A media mogul and a former law professor who are vying to be Tunisia's next president sparred during a televised debate over how to fight terrorism and poverty.
Then the two candidates cordially shook hands, an act Tunisian voters are celebrating as a sign that the democracy built on their country's 2011 “Arab Spring” uprising is on the right track.
Tycoon Nabil Karoui and professor Kais Saied are competing in a runoff presidential election on Sunday. Neither has held political office before.
Karoui promised during Friday night's debate to combat extremist acts by tackling poverty. He said he would pursue investments from companies like Google and Netflix.
Saied promised to give struggling provinces and young people more power.
Both men said Tunisia should work to bring peace to neighboring Libya.
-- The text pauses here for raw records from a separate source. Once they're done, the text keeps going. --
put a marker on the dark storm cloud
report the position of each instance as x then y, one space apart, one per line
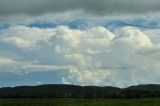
97 7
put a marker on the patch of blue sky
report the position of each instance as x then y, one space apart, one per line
4 26
110 24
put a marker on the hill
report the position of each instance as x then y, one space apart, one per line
74 91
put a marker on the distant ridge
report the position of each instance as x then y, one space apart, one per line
75 91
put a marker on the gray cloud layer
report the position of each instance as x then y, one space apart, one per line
97 7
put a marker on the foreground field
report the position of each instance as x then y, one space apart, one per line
80 102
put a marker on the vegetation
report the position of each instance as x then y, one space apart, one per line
73 91
80 102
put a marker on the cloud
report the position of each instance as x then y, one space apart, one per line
38 7
90 56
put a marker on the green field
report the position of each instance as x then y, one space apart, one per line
80 102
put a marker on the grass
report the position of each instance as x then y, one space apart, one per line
81 102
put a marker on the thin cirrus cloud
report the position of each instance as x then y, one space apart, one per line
97 7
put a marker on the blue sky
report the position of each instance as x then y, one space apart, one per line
79 45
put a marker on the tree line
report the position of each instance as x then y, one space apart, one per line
74 91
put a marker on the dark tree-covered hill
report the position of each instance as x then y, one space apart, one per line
74 91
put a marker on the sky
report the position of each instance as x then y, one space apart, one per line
80 42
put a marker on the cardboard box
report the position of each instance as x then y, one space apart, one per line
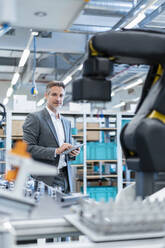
17 127
91 135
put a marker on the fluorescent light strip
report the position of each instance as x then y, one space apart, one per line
80 67
9 92
15 78
67 79
5 101
119 105
41 102
24 57
139 81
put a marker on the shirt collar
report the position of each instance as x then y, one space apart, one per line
52 113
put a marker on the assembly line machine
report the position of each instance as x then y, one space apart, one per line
29 222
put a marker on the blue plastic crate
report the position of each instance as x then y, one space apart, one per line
101 152
91 150
111 151
99 193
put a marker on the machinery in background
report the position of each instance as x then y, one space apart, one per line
143 139
127 220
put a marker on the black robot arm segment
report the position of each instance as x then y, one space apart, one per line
143 139
129 46
2 114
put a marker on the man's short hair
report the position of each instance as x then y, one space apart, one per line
54 83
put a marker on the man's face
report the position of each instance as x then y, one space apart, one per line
55 98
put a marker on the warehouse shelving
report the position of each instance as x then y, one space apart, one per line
119 162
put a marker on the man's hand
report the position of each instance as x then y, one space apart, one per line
75 152
63 148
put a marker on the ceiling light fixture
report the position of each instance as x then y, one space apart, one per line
119 105
80 67
15 78
67 79
24 57
5 101
40 14
41 102
9 92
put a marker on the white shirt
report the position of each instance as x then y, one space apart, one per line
60 134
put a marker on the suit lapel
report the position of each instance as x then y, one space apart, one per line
50 124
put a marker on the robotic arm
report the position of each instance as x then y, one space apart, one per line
143 139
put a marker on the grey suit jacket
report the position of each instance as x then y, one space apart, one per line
40 135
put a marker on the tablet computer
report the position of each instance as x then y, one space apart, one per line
72 149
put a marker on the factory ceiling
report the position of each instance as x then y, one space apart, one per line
60 46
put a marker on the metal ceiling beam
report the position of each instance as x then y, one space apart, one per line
131 14
151 16
117 7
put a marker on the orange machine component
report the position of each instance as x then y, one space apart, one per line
20 149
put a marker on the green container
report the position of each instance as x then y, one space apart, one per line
100 193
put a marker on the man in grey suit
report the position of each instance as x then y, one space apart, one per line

Throughout, Karoui appeared relaxed but occasionally hesitant, and speaking in Tunisian dialect he stuck to his key themes -- fighting poverty and economic liberalism.
Saied, serious but at ease, defended decentralization of power and criticized the partisan system, delivering his answers in classical Arabic.
The runoff outcome is still uncertain, though Karoui received a boost with his newly formed party, Qalb Tounes, coming in second in the October 6 legislative elections.
Karoui and Saied had both come out on top in the September 15 first round on anti-establishment platforms in a country grappling with a stagnant economy, high unemployment, failing public services and rising prices.